Winchester, Virginia

They were sisters, the pretty one and the one who lived in her shadow, a pale, chip-toothed, uncertain girl who made too much noise while eating celery. They lived on the outskirts of Winchester, in a house owned by their father, a dentist by trade. The fields behind their property grew wild with evening primrose and goldenrod. Near the cornfield on the east side of their property stood an apple orchard, and it was here that golden Libby and chipped-toothed Josephine, Libby's elder by a year, made their sanctuary, taking refuge from everything: the yelps of children during tooth extractions, the peskiness of a little brother, the swift, severe gaze of a mother, general pangs, harsh sunlight, and chores.

The other children in town courted the affections of Libby, but she preferred the sweet mixture of orchard and sister, all that shade and adoration.

When Josephine was thirteen, a shadow trespassed on that filtered light. The family next door had moved from a small town near Fredericksburg called Shiloh, a young couple with three sons. The oldest was named Arden. He came strutting into the yard on a warm spring day, when the leaves in the orchard were curling tendrils, and the shadows hung dark, waiting for May to darken them into the black of an Angus bull. He wore a pair of corduroys and a shirt with a Western design; his hair was almost as light as Libby's and his face just as angular. His eyes gave off different inferences that depended on the angle of approach. Libby saw wildness and sweetness and a deep capacity for sorrow. Josephine saw arrogance and entitlement and a lack of respect for elder sisters.

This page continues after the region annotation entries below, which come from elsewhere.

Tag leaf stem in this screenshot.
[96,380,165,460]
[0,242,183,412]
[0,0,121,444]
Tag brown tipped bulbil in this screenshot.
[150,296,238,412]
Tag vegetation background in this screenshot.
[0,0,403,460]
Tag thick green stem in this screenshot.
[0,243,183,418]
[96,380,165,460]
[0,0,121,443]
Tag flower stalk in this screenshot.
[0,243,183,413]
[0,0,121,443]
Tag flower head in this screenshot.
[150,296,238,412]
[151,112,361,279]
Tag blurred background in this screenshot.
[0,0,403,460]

Soon Arden's feet were swinging from the branches, and the quality of conversation was forced into a different season, one that incorporated boys. Now Indian talk pierced the orchard, fishing lore, legends, and brutal accounts of cats killing birds. Pirate stories and secret caves, the challenge of breaking a colt. Even the drifting scent changed from the faint lavender of girls to the sweat of a hot boy. Something was unnatural here, like a tree that fruits before it blooms. Josephine was gently elbowed out of the shade until she no longer entered the orchard at all but lurked at the perimeter.

She didn't understand how to be alone. She felt insubstantial, impermanent as silence in a room full of women. There was some kind of secret to making friends, and, denied this, she began to spend her time in her father's office. Children cried and teeth flew.

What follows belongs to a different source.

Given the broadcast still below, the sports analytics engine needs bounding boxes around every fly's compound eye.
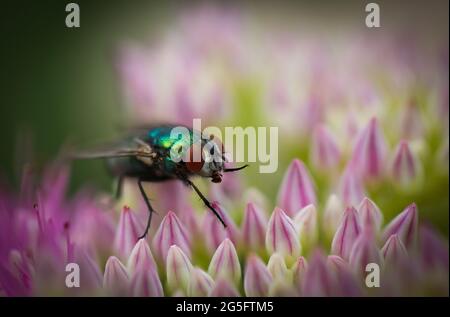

"Hand me the laudanum," her father said.

She watched him pour the opiate onto a spoon to numb a patient's pain. She imagined the bottle held to her own lips, pain declining, pleasure growing. The sweetness of a watermelon, the dreaminess of a summer afternoon, the cool water of a fishing hole, the softness of ferns.

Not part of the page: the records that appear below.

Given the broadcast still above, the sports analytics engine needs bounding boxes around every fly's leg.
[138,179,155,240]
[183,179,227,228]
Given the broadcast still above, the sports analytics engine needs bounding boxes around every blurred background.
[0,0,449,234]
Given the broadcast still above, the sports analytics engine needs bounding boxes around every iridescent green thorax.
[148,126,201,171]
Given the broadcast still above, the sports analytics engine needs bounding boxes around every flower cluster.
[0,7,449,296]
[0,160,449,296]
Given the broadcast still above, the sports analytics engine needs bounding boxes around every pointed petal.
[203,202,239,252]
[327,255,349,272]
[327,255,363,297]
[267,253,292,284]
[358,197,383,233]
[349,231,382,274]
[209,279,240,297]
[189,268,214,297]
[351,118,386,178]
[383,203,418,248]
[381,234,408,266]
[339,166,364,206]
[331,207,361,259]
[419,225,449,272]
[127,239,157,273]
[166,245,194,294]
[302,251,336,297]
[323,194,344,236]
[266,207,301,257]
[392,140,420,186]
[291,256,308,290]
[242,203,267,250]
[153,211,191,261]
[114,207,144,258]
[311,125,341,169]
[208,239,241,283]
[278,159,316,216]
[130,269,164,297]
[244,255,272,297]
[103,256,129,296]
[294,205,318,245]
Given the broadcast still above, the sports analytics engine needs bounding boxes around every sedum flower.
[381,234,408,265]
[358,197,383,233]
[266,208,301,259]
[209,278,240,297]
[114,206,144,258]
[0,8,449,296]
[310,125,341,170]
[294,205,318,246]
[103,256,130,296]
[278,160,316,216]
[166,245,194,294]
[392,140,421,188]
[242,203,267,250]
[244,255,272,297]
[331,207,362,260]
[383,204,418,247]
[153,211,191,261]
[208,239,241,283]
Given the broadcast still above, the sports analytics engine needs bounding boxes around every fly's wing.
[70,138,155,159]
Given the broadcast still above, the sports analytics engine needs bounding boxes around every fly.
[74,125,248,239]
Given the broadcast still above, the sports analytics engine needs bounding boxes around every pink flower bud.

Hostility toward the whole led to belligerence about the parts. His laugh. His haircut. The shape of his arms. The blue of his eyes. The way his pretty face resembled Libby's.

"You spend so much time with him," she complained to Libby. "How about me? I thought I was your best friend."

"Don't be silly. You can sit in the orchard with us anytime."

"That was our orchard!"

"Oh, Josephine. Orchards belong to everyone."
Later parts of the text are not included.